A COUPLE accused of keeping their neighbour awake with noisy cockerels have lost their appeal against a noise abatement order.

Welshpool magistrates on Wednesday decided a statutory nuisance did exist when the order was made against Roy and Valerie Rylands, of Rock House, Bwlch y Fridd, Newtown.

The court heard of a history of incidents between the couple and neighbour Roger Morgan.

The Rylands appealed against a noise abatement notice served by Powys County Council after complaints from their neighbour. They have been ordered to abate the noise within 21 days and pay £6,000 legal  costs to the county council.
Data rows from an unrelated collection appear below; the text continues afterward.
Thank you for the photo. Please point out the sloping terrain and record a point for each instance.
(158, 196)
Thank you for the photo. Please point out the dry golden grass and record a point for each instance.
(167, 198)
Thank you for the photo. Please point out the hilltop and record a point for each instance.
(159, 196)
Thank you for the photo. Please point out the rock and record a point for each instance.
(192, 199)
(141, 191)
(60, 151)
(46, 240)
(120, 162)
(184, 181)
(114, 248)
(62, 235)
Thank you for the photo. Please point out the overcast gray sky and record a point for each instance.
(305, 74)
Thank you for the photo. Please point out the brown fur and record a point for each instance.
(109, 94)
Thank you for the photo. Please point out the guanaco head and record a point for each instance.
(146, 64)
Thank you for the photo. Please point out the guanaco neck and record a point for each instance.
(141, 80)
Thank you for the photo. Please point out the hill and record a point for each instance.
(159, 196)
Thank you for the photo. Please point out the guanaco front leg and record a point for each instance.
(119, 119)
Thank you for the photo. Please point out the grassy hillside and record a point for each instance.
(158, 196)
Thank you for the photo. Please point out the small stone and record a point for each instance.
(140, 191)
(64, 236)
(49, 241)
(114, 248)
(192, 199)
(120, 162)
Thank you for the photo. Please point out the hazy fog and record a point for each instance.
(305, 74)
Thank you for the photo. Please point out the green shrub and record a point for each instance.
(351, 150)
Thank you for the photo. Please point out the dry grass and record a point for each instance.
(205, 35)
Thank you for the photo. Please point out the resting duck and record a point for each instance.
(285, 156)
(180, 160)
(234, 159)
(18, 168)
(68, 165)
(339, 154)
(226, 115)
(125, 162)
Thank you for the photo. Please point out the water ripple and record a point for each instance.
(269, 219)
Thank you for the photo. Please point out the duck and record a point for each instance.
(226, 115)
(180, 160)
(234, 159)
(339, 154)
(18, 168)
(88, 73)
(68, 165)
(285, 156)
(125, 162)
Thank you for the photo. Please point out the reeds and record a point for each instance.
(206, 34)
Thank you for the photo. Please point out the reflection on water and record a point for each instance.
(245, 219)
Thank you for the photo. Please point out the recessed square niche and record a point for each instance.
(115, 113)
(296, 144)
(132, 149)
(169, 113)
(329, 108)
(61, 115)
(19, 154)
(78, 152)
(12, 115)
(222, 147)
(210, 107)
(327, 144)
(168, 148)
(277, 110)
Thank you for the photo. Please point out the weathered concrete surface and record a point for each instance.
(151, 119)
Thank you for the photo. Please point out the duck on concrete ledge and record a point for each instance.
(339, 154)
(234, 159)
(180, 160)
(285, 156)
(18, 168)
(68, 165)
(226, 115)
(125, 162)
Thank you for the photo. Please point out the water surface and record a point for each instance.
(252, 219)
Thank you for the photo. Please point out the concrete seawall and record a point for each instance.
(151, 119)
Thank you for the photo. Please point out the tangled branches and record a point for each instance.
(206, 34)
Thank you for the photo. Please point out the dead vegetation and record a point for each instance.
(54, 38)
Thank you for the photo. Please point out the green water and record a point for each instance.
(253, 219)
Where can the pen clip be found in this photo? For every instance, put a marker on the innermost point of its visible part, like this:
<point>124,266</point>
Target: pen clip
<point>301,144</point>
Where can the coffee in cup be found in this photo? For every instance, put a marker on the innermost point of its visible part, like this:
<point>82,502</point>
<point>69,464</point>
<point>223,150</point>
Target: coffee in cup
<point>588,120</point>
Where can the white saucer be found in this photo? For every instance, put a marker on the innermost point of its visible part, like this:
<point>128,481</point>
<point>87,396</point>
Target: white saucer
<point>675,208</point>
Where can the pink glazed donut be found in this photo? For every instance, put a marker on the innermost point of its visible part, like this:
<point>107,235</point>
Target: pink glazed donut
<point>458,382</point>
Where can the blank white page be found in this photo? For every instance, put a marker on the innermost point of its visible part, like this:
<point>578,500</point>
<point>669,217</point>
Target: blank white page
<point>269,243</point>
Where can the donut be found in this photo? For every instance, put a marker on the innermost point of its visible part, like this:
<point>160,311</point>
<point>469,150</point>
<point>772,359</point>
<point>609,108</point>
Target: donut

Paulinus Barnes, representing the Rylands, said that cases of nuisance needed to be considered on degree. To be a statutory nuisance the noise should “unduly and unreasonably interfere with someone’s enjoyment of their own land and property” which he said the Rylands’ five cockerels did not.

He said there were inconsistencies with Mr Morgan’s evidence and questioned the positioning of the council’s recording equipment on the sill of an open window of the back bedroom, resulting in a “quadrupling of sound”.

He said World Health Organisation (WHO) guidelines, and the county council’s judgment, was not binding on the court, and pointed out that the Rylands family have kept cockerels since 1944.

Representing Powys County Council, Jonathan Salmon disputed that the Rylands ran a working farm. He said it was “essentially a hobby – you don’t make a living from selling eggs to neighbours, and you don’t need cockerels for egg production.”

He also said that as substantial land owners it should be possible for them to move the sheds.

He characterised Mr Rylands as “a man unprepared to budge,” who had made “no attempt to co-operate and no attempt to do anything about it.”

He said the burden of proof was on the Rylands to prove there was no nuisance, having question marks over Mr Morgan’s evidence was not enough.

The magistrate said: “We’ve noted that there are various aspects of animosity between Mr Morgan and Mr Rylands, but have not taken these into consideration since they do not relate directly to the appeal.

“It’s regrettable that within a hamlet as small as Bwlch-y-Fridd that such animosity has evolved. Had there been some form of mediation this animosity might not have arisen.”

He recommended a mechanism for mediation be put in place for the future.

He said he had taken into account the location, time, duration, frequency, volume and difficulty in avoiding the noise.

He accepted the positioning of the recording equipment as reasonable, and said it was “reasonable for householders to want to sleep with windows open at any time of year,” pointing out that Mr Morgan must have been woken up by the sound in order to start recording.

He said: “Mr Rylands declined to do anything differently, therefore a nuisance has been caused.”